Use this URL to cite or link to this record in EThOS:
Title: Improving automated literature-based discovery with neural networks : neural biomedical named entity recognition, link prediction and discovery
Author: Crichton, Gamal Kashaka Omari
ISNI:       0000 0004 7968 4424
Awarding Body: University of Cambridge
Current Institution: University of Cambridge
Date of Award: 2019
Availability of Full Text:
Access from EThOS:
Full text unavailable from EThOS. Please try the link below.
Access from Institution:
Literature-based Discovery (LBD) uses information from explicit statements in literature to generate new or unstated knowledge. Automated LBD can thus facilitate hypothesis testing and generation from large collections of publications to support and accelerate scientific research, which is adversely affected by publication explosion and knowledge fragmentation. Existing methods, however, use methodologies which are inadequate for capturing the complex information available in scientific literature and are prone to proposing spurious discoveries or an abundance of low-quality ones. To be capable of solving these problems, automated LBD needs to accurately glean the extensive information present in literature, cope with the dynamic nature of scientific knowledge and place high-quality proposals at the top of ranked outputs. Recent advances in Natural Language Processing (NLP) allow for deep textual analysis to obtain a wide coverage of information present in text and can adapt easily to recognising new biomedical entities and terms. Similarly, recent advances in graph processing have made it possible to do in-depth analysis on information represented as graphs, such as published biomedical connections, to facilitate high-quality knowledge discovery.
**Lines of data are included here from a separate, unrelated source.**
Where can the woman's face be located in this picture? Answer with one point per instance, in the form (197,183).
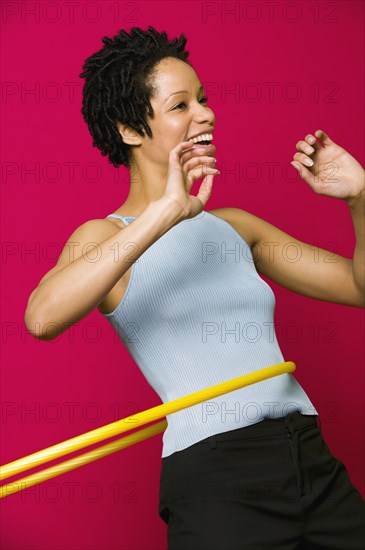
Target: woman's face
(178,114)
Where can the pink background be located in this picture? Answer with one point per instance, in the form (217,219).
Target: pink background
(295,68)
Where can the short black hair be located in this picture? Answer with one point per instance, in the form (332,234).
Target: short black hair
(118,86)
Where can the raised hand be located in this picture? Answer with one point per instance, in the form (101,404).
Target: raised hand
(187,163)
(334,172)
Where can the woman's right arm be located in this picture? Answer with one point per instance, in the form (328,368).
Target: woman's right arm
(77,285)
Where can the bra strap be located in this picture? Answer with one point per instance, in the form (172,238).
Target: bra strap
(125,219)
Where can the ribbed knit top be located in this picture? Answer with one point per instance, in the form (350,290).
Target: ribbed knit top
(196,313)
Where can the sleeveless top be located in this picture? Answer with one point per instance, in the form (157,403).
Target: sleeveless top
(196,313)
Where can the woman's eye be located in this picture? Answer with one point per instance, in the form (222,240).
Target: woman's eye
(202,98)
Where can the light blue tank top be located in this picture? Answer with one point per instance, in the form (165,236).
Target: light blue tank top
(196,313)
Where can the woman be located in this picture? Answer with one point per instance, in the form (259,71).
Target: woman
(180,285)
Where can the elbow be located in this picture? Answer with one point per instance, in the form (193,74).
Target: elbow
(38,327)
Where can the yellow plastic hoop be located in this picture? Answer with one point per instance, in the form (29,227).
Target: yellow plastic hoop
(121,426)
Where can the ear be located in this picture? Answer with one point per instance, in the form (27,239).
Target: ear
(130,136)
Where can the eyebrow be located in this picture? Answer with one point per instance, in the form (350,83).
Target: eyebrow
(182,91)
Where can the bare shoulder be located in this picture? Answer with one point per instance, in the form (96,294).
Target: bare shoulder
(86,236)
(243,222)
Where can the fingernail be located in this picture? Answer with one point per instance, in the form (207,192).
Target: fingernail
(308,162)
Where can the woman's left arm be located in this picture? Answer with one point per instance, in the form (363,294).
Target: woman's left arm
(301,267)
(337,174)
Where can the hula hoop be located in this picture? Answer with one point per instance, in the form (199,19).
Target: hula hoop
(121,426)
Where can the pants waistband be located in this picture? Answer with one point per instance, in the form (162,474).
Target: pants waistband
(268,426)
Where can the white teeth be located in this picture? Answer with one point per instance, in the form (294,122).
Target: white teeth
(202,137)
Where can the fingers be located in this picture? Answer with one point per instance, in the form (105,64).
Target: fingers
(195,161)
(309,146)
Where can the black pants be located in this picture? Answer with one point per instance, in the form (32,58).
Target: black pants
(273,485)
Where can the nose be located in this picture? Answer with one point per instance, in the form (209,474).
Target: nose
(204,114)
Both of these advances utilise neural networks extensively. This work used neural networks in a bid to advance automated LBD in three ways: 1) improving biomedical Named Entity Recognition (NER) to extract entities from unstructured text by using multi-task learning across multiple biomedical datasets; 2) improving knowledge discovery from realistic, random- and time-sliced biomedical graphs using link prediction and 3) improving the ranking of published discoveries on open- and closed- LBD instances by scoring the strength of connection paths using neural models. Excitingly, the latter approaches outperformed those used by the state-of-the-art LION LBD system, indicating that their integration into it would provide better support to cancer researchers using it. The results from this work show that it is feasible to use neural networks to improve LBD in different ways. They also demonstrate that neural networks are versatile enough to be applied to improve traditional as well as non-traditional LBD. The principal implication of these findings is that neural biomedical knowledge discovery, especially LBD, is presently useful in addition to being a potentially rich field for further study.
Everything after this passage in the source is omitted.